Over at Scary Mommy, Rita Templeton rattles off a list of practical things she learned in high school. You know, the typical stuff most high schoolers learn, like “my social studies teacher would ask no questions if you asked to leave his class because of ‘female problems.’” Among other things Templeton, a mother of four, wishes high school had taught her the following:
How to cook a decent meal
How to maintain and fix your sh*t
How to fix sh*t made of fabric
How NOT to be a financial idiot
In other words, Templeton wishes her public education had included the following three life courses all but dead in today’s “Common Core” society: home economics, wood shop and metal shop.
Sound familiar? I have the feeling Templeton isn’t the only one who wishes high school provided a level of practical, real-world knowledge that would have been helpful, not just to us parents, but to us as young adults striking out on our own.

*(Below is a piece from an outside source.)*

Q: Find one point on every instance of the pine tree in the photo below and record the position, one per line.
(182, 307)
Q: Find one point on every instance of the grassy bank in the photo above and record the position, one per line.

As the personnel specialist for a public school district in New Jersey, I was once tasked with developing a schedule for a substitute covering one of two remaining home economics teachers. “Do they still teach home ec?” I asked my boss. “Only to the special education students,” she replied. “We try to give them practical skills so they can potentially function well in group-home environments.” Because only the most severely disabled of students will ever need to know how to cook for themselves, obviously.
https://www.pinterest.com/pin/515451119822785322/
Writing in the Wall Street Journal, Christine Gross-Loh chronicled her family’s experience living in Japan, where the state curriculum weighted home economics an equal to the arts and sciences, and for good reason:
In the U.S., Family and Consumer Sciences (the latest name for what most of us call home economics) is either mandated for a brief few weeks once during a child’s entire education, or is an elective at schools lucky enough to have a FACS teacher on board. Cooking and nutrition units—arguably the most essential (and fun) part of home economics—have practically disappeared.
But classes like home economics, woodworking, art or music are about more than learning to play a recorder, plan a menu or thread a needle. They foster concrete know-how, as well as the confidence to improvise. They teach children to make good choices, take the initiative and make connections. When a student measures the dimensions of a bookcase, he is learning math and geometry in a hands-on, applicable way. When Benjamin embroidered his dishtowel he was tapping into an engrossing creative process.
As for vo-tech related classes like wood shop and metal shop, most of those have been moved out of regular school classrooms and relegated to county vocational-technical schools that, once again, often cater to the less academically inclined students. You know, the guys and gals who wind up owning their own construction firms and plumbing companies by the time they’re in their 30s.
The school district I used to work for got rid of their auto shop not that long ago. They turned it into a robotics laboratory. Robotics, one of the buzzwords behind the buzz-acronym STEM, are all the rage now, with nerds building robots and taking them to regional competitions. Are they able to apply their robotics knowledge to fixing a car? Perhaps, but that’s something they’ll learn in college. Or, something they’ll wish they had learned in high school when they wind up paying one of those “dumb” kids for a brake job.
Templeton’s riff isn’t just entertaining; it’s a valuable lesson for parents concerned about their own child’s education, or lack thereof.